Royal Philharmonic Orchestra/Karabits, Festival Hall - music review

Led by Kirill Karabits, the Royal Philharmonic Orchestra delivered a performance with emotion of every colour
Heroic sparkle: Kirill Karabits (Picture: Chris Christodoulou/Lebrecht Mus/Lebrecht Music & Arts/Corbis)
Nick Kimberley24 April 2014

Early in the 20th century, a German critic labelled England "the land without music". Edward Elgar is often cited as evidence to the contrary but in fact he might have agreed. In a lecture he is supposed to have said: "English music is white — it evades everything." It wasn’t a racial comment but an observation about the lack of emotional colour in English music.

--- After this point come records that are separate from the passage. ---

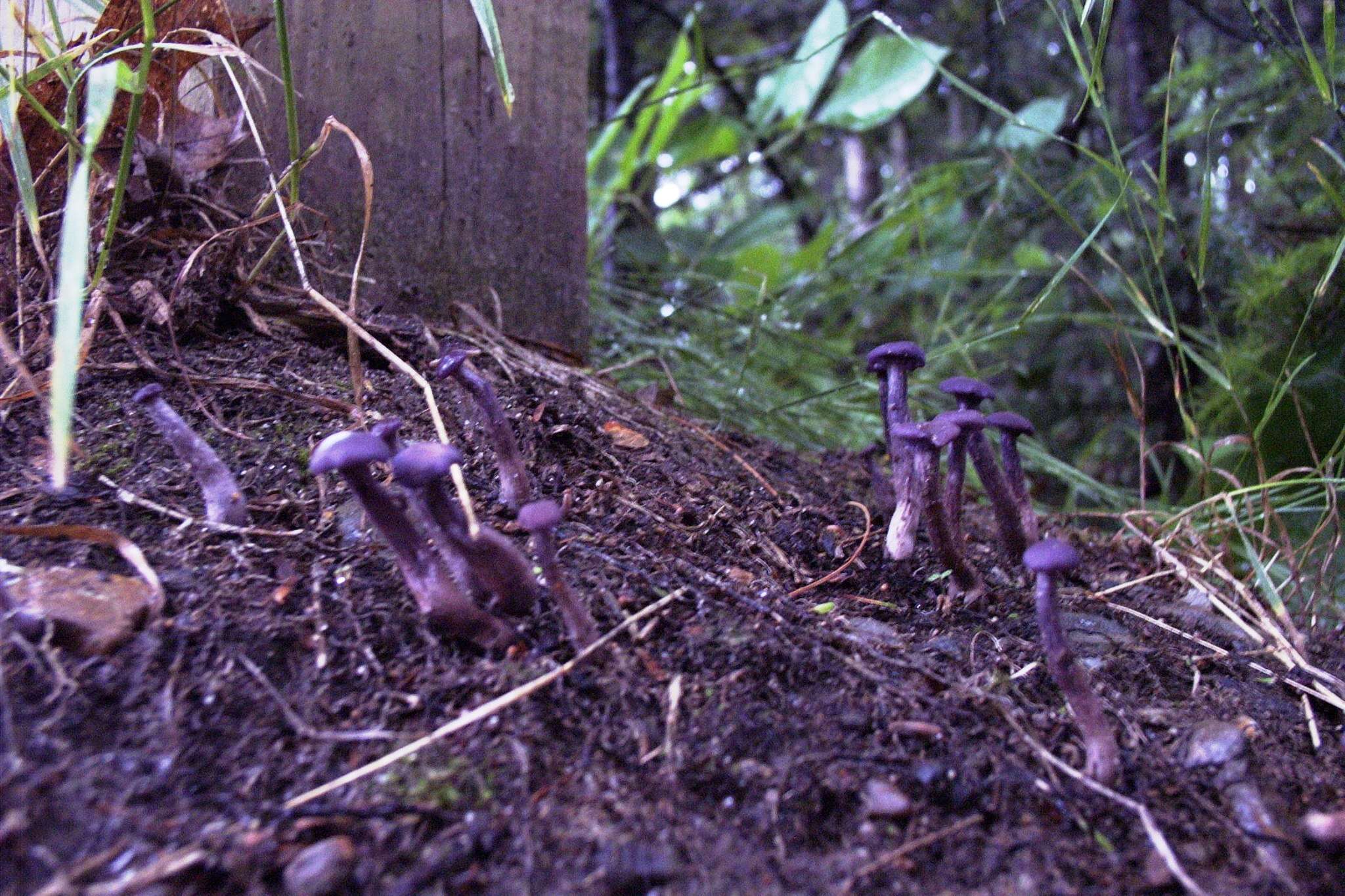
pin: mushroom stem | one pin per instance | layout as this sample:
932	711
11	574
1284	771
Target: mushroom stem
431	582
514	482
223	499
1103	756
1019	485
541	519
1001	500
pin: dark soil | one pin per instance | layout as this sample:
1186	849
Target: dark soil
164	767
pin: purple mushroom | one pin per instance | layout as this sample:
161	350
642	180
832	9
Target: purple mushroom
923	444
1011	427
514	482
540	519
430	580
1002	504
489	561
223	499
1048	559
893	362
969	393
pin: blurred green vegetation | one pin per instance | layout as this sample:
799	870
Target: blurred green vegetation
1128	215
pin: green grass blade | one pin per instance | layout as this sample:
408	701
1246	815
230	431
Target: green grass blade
73	272
485	11
19	161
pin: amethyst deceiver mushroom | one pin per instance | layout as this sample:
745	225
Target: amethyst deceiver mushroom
1011	427
923	444
514	482
969	393
223	499
430	580
540	519
489	559
1048	559
971	425
893	362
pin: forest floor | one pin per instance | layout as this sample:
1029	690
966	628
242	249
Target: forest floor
748	736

Not his own, of course. His best loved piece, the Cello Concerto, evades nothing, embraces everything. Steven Isserlis has a long, profound association with the concerto; his performance last night was inward-looking, his pacing neither rushed nor lugubrious. His cello sounded rich and mournful, its low moan occasionally sliding towards a plaintive whine. Meanwhile, he tossed his greying curls, his face taking on the ecstatic anguish of a martyred saint.

Ukrainian conductor Kirill Karabits kept the Royal Philharmonic Orchestra on Isserlis’s wavelength, occasionally allowing his players to overpower the cello, only for Isserlis to re-assert himself heroically.

Karabits opened the concert with Prokofiev’s First Symphony, the so-called Classical, a work that can sometimes sound flaccid. Here it had bounce a-plenty and a sly wit that was almost Mozartian in its pithiness. There was nothing pithy about Rimsky-Korsakov’s Scheherazade, a heady orchestral fantasy that gave the RPO woodwind section the chance to put on some oriental sparkle.

The clarinet and bassoon, in particular, enjoyed their fleeting solos, while Clio Gould wrung every ounce of colour from the violin’s repeated rhapsodies. If there was something blowsy about the climax, this is a work that can stand a little healthy vulgarity.